Hearings on Idaho flood-control water dispute tabled
By John O’Connell
The director of the Idaho Department of Water Resources will wait for an Idaho Supreme Court decision before commencing with related hearings about accounting for flood-control releases from storage reservoirs.
By John O’Connell
POCATELLO, Idaho — Idaho Department of Water Resources Director Gary Spackman is tabling hearings on related cases delving into how storage water rights and junior natural-flow rights should be affected by Bureau of Reclamation flood-control releases.
During a status conference in Pocatello Monday, Spackman ruled a hearing on accounting for flood-control releases in the Upper Snake River System should be postponed, pending a ruling in an Idaho Supreme Court case scheduled to commence Jan. 24 regarding similar subject matter. The director indicated he also plans to table a hearing about flood-control management in the Boise River system.
Storage water holders in both systems, including the Upper Snake Surface Water Coalition and the Boise Project, are challenging current state protocol, deeming storage rights are met when reservoirs fill, even if water is subsequently released for flood control and snowmelt doesn’t completely offset the losses.
Storage holders seek the right to curtail junior natural-flow rights downstream from reservoirs until all storage space emptied for flood control has refilled.
“It’s a pretty big, important subject, for the storage rights holders in particular,” said attorney Al Barker, who represents Boise Project irrigators. “Why should storage rights holders be the ones to suffer for (flood-control) actions that benefit everybody?”

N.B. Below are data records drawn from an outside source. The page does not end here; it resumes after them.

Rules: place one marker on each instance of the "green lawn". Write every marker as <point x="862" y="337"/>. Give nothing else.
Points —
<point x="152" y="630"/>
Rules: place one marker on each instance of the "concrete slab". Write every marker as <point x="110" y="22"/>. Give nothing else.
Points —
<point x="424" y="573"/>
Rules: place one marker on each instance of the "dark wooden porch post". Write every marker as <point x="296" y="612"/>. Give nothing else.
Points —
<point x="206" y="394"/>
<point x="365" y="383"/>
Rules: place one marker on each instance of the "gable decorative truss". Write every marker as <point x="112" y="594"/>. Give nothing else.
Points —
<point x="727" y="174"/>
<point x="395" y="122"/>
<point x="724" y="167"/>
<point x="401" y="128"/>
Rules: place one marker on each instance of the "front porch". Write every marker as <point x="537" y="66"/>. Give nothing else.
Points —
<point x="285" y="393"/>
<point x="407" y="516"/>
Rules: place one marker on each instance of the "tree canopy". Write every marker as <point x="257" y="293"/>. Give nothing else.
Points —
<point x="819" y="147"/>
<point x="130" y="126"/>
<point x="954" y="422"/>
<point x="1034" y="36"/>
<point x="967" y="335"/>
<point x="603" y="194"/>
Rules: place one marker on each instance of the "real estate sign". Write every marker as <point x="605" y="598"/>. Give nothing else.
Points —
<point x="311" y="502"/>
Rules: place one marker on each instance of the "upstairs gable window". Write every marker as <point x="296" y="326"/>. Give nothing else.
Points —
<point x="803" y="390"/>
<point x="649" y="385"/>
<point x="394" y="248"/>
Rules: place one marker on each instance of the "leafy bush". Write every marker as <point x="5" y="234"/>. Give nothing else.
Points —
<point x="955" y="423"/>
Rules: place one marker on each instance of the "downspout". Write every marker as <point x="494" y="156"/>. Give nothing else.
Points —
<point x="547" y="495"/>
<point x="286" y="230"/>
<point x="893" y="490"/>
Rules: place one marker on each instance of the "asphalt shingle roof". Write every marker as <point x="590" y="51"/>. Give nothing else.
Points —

Irrigators with junior natural-flow rights contend the reservoir system was built with flood control in mind and the definition of a full reservoir must account for management decisions to protect private property. They argue shutting down junior natural flow rights over flood releases would be wasteful and violate state mandates that water be put to maximum beneficial use.
“There is no reason to change Water District 1’s account methodologies because of a few complaints when the current methodology benefits so many,” attorney Robert L. Harris, who represents natural-flow rights holders with Palisades Water Users Inc., said in a court filing.
Jerry Rigby, who represents junior natural-flow irrigators from Blackfoot and north, said changing the policy would prevent aquifer recharge efforts in many cases and send the message that Idaho has no water to accommodate new industry.
“Are you going to shut down the river, even though in the end there would be plenty of water for everyone?” Rigby asked.
Spackman scheduled hearings on the issue after District Judge Eric Wildman remanded to IDWR the accounting question of what constitutes fill of a reservoir. The storage users appealed Wildman’s decision to the Supreme Court, asking the court to determine if flood-control releases are in priority.
Barker believes the Supreme Court is the proper venue for making a decision, given that Spackman has already stated his position and would be asked to rule on his own policy.
Lyle Swank, watermaster of Water District 1, said 2012 was the most recent year in which the Bureau of Reclamation released too much water for flood control, allowing 500,000 acre feet to spill below Milner Dam with just 200,000 acre feet refilling.
“It’s one of those things where you’re trying to hit a target a couple of months in advance without knowing how much precipitation you’ll get and what supply and demand is going to be,” Swank said.